Vasopressin use in the resuscitation of cardiac arrest patients is not associated with any overall benefit or harm. However, vasopressin may improve the long-term survival of asystolic patients, especially when average T(DRUG) is <20 min.

摘要

背景

先前的荟萃分析报告了 1997 年至 2004 年期间发表的随机对照试验(RCT)的结果,这些结果表明加压素与心脏骤停无任何关联。基于新的 RCT 数据和加压素潜在增加血管收缩作用的假设,我们试图确定累积的当前证据是否支持或反驳加压素在维持自主循环(ROSC)、长期生存和神经功能结果方面的总体和/或选择性获益。

方法

两位审查员独立检索了 PubMed、EMBASE 和 Cochrane 数据库,以查找将成人心脏骤停患者分配至接受含有加压素的方案(加压素组)与单独接受肾上腺素(epinephrine)治疗(对照组)的 RCT,并报告长期结局。分析了来自 6 项高方法学质量 RCT 的 4475 例患者的数据。根据初始心搏节律和从心脏骤停到药物给药的时间(T(DRUG))<20 分钟进行亚组分析。

结果

与对照组相比,加压素并未提高持续 ROSC、长期生存或有利的神经功能结局的总体发生率。

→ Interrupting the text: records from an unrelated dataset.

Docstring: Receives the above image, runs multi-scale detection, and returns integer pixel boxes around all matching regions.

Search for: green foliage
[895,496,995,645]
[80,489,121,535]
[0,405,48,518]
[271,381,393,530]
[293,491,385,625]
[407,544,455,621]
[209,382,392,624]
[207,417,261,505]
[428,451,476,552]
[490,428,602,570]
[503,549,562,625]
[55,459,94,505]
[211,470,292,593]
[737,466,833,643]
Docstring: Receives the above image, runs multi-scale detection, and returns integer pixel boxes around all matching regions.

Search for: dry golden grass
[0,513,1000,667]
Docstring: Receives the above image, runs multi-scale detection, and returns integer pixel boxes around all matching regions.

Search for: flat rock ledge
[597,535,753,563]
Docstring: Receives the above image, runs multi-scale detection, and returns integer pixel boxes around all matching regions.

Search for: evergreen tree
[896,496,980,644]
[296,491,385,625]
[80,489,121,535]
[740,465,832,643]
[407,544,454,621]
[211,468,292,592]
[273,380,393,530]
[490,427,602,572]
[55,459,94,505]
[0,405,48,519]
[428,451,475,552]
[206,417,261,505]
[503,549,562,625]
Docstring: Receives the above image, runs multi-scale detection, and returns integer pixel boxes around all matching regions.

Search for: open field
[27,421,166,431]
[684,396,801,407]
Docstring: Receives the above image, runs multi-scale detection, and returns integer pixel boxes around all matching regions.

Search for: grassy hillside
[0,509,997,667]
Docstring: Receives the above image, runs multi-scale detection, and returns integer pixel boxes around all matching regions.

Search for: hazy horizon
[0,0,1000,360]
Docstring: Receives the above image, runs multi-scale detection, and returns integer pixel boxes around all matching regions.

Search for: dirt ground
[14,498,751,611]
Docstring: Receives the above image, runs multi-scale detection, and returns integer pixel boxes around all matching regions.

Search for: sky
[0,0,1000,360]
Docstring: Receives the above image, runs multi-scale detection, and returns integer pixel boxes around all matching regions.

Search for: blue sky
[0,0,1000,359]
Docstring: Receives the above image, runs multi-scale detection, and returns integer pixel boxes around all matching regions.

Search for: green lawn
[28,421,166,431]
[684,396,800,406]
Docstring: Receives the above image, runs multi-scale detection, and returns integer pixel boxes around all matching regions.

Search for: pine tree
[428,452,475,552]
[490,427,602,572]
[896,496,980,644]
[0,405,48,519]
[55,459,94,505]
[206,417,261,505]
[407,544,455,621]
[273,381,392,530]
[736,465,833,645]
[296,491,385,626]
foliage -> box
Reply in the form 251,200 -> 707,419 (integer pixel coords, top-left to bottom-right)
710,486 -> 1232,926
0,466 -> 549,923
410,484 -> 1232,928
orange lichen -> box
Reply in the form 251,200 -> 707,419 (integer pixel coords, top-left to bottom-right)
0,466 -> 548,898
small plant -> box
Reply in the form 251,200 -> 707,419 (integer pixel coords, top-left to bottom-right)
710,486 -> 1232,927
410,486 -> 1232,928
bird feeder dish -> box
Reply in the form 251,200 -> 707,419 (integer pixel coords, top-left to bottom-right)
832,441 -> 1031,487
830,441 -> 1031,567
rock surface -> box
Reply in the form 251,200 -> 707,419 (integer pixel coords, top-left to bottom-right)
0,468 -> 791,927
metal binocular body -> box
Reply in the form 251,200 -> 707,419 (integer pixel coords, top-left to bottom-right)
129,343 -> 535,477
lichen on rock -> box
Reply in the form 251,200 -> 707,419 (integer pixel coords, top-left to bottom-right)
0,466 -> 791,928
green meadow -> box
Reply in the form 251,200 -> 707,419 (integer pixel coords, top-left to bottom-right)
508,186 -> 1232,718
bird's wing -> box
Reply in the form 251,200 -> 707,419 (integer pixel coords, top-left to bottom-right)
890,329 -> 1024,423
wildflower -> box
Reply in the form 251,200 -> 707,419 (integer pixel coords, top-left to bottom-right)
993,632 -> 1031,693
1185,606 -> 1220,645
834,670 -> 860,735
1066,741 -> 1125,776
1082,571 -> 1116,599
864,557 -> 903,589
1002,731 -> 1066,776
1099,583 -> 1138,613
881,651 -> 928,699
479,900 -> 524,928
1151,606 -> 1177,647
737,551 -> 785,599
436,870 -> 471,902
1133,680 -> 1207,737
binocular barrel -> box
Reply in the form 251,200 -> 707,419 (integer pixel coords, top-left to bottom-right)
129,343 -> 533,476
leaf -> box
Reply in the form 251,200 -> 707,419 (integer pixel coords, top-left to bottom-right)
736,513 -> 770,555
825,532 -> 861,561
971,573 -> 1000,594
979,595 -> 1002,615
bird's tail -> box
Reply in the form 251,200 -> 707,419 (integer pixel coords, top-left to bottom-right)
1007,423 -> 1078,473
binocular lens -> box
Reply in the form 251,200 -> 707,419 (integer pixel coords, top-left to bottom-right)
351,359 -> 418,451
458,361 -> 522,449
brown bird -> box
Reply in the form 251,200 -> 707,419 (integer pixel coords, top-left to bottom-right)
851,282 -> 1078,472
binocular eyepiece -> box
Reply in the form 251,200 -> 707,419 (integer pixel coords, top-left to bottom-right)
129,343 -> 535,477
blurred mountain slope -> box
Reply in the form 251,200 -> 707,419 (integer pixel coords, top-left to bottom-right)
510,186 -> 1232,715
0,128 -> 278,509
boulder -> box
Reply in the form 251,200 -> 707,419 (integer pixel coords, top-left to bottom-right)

然而,在心脏停搏患者中,与对照组相比,加压素与更高的长期生存率相关(优势比[OR] = 1.80,95%置信区间[CI] = 1.04-3.12,P = 0.04)。在 T(DRUG)<20 分钟的 RCT 中,平均 T(DRUG)<20 分钟的心脏停搏患者中,与对照组相比,加压素增加了持续 ROSC 的发生率(可从 2 项 RCT 获得数据;OR = 1.70,95%CI = 1.17-2.47,P = 0.005)和长期生存率(可从 3 项 RCT 获得数据;OR = 2.84,95%CI = 1.19-6.79,P = 0.02)。

结论

在心脏骤停患者的复苏中使用加压素与任何总体获益或危害无关。然而,加压素可能会改善心脏停搏患者的长期生存率,特别是当平均 T(DRUG) <20 分钟时。